Memory as a System vs Memory as a File: Google ADK vs soul.py

By Prahlad Menon 2 min read

Google just open-sourced an always-on memory agent built on their Agent Development Kit (ADK). It’s designed to run 24/7 on Gemini 3.1 Flash-Lite, continuously ingesting, consolidating, and serving memory.

This is a fundamentally different approach than what we built with soul.py. Same problem — AI agents have amnesia — but two very different solutions.

Google ADK: Memory as a system process
soul.py: Memory as a file primitive

Let’s break down what that means.


The Core Philosophy

Google ADK: Active Consolidation

Google’s agent runs as a daemon. It watches a folder for incoming files, processes them into structured memories, and periodically consolidates — finding connections between memories like the human brain does during sleep.

        Incoming Files


    ┌─────────────────┐
    │  IngestAgent    │───▶ SQLite
    └─────────────────┘

              │ (every 30 min)

    ┌─────────────────┐
    │ConsolidateAgent │───▶ Cross-references
    └─────────────────┘


    ┌─────────────────┐
    │  QueryAgent     │◀─── User questions
    └─────────────────┘

The key insight: memory is processed proactively, not just when you query.
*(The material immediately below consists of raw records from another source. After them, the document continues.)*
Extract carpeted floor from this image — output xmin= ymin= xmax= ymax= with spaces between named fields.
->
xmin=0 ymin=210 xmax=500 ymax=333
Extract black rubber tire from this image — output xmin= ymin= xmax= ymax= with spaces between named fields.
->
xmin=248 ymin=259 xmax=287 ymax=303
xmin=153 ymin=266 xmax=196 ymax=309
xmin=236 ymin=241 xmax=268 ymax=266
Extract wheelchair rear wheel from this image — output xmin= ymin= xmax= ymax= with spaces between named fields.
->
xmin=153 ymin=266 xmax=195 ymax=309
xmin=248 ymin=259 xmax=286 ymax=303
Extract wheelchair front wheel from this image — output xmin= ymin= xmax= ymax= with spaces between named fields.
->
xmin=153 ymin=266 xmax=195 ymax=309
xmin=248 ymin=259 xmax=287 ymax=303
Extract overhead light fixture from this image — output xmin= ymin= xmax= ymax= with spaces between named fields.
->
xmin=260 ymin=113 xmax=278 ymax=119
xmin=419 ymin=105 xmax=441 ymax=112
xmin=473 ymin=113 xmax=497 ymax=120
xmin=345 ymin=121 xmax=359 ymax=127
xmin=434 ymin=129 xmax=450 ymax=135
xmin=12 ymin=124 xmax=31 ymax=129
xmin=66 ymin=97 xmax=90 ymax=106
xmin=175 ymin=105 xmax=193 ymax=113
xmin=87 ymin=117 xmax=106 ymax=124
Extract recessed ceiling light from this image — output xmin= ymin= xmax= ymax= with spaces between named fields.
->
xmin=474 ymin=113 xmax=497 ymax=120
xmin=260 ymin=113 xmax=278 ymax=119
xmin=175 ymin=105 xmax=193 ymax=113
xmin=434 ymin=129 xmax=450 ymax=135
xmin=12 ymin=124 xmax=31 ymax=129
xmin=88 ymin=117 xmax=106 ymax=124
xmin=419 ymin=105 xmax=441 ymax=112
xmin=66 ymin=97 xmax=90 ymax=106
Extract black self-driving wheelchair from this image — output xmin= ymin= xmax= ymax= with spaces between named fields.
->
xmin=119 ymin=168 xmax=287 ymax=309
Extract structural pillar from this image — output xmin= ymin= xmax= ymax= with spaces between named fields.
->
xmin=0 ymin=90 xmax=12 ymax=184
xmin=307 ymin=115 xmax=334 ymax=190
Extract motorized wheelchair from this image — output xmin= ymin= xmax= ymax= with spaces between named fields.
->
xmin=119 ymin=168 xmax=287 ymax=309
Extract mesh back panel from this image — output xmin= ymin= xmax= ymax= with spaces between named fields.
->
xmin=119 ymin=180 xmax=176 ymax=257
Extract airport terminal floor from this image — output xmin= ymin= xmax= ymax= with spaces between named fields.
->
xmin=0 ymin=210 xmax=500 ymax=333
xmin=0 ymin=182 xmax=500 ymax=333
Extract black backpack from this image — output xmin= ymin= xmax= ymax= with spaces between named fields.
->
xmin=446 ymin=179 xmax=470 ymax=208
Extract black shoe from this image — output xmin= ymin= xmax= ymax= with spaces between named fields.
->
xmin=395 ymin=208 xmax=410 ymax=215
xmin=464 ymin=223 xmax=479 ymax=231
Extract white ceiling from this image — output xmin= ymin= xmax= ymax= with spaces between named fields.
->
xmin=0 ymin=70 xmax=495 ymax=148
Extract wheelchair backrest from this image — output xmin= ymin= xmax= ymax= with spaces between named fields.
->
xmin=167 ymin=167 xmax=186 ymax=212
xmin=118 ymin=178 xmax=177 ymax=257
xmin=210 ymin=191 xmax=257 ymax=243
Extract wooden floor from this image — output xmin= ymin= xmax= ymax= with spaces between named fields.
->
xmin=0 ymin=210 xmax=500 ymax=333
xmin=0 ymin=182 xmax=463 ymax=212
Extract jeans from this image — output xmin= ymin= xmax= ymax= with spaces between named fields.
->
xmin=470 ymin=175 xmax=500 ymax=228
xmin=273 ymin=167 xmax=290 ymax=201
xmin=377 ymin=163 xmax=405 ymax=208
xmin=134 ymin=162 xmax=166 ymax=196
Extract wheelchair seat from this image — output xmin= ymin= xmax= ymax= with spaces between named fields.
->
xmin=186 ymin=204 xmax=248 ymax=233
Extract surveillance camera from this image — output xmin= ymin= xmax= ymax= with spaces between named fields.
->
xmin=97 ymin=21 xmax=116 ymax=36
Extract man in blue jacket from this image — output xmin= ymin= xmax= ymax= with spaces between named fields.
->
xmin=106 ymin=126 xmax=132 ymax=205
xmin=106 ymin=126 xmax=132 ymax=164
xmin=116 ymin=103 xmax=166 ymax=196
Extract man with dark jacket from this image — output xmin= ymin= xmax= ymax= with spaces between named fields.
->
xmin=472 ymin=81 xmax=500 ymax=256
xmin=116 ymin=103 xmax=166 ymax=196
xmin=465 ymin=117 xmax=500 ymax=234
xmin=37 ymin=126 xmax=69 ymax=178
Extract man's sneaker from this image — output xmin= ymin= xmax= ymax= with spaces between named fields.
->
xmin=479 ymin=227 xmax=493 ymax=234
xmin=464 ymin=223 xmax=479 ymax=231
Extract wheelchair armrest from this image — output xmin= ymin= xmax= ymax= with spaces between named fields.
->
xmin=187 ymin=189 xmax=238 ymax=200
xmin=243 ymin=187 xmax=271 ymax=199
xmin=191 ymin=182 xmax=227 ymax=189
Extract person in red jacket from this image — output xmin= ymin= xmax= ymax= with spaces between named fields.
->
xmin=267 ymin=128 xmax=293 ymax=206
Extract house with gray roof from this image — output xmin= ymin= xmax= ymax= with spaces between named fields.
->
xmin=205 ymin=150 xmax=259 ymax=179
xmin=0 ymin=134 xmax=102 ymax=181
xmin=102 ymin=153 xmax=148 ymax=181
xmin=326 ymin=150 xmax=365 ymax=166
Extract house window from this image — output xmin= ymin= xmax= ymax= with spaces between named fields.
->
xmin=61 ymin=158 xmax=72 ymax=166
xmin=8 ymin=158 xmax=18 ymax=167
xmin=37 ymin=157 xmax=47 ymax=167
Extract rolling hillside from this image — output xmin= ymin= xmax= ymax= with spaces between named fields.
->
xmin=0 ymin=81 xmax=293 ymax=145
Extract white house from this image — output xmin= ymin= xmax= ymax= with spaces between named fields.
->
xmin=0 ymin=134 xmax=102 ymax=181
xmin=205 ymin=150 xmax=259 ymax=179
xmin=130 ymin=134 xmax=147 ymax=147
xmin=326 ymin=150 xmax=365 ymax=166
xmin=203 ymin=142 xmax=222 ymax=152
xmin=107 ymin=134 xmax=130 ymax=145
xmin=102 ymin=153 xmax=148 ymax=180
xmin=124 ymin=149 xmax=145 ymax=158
The system is always working in the background, building connections you haven’t asked for yet.

soul.py: Smart Retrieval

soul.py takes the opposite approach. Memory is just a markdown file (MEMORY.md). Nothing runs in the background. When you ask a question, the system retrieves what it needs using either:

  • RAG (vector search) for focused lookups
  • RLM (recursive synthesis) for exhaustive queries
        User Query


    ┌─────────────────┐
    │     Router      │ (FOCUSED or EXHAUSTIVE?)
    └─────────────────┘

     ┌───────┴───────┐
     ▼               ▼
┌─────────┐    ┌─────────┐
│   RAG   │    │   RLM   │
│(vector) │    │(chunks) │
└─────────┘    └─────────┘
     │               │
     └───────┬───────┘

    ┌─────────────────┐
    │    MEMORY.md    │ (plain text)
    └─────────────────┘

The key insight: retrieval is intelligent, not storage. The file is dumb. The query path is smart.


Architecture Comparison

AspectGoogle ADKsoul.py
Runtime modelAlways-on daemonStateless per-call
StorageSQLite (structured)Markdown (human-readable)
ProcessingProactive (background)Reactive (on-demand)
ConsolidationAutomatic (timed)Manual or none
IdentityNoneSOUL.md defines persona
Multimodal✅ Images, audio, video, PDF❌ Text only
LLM ProviderGemini onlyAny (Anthropic, OpenAI, Gemini, local)
Cost model24/7 inferencePay per query
Git-friendly❌ Binary DB✅ Diffable text

Code Walkthrough

Google ADK: The Consolidation Loop

This is the heart of Google’s approach — a timer that runs every 30 minutes:

async def consolidation_loop(agent: MemoryAgent, interval_minutes: int = 30):
    """Run consolidation periodically, like sleep cycles."""
    while True:
        await asyncio.sleep(interval_minutes * 60)
        
        # Check if there's enough to consolidate
        db = get_db()
        count = db.execute(
            "SELECT COUNT(*) FROM memories WHERE consolidated = 0"
        ).fetchone()["c"]
        
        if count >= 2:
            # Find connections between memories
            result = await agent.consolidate()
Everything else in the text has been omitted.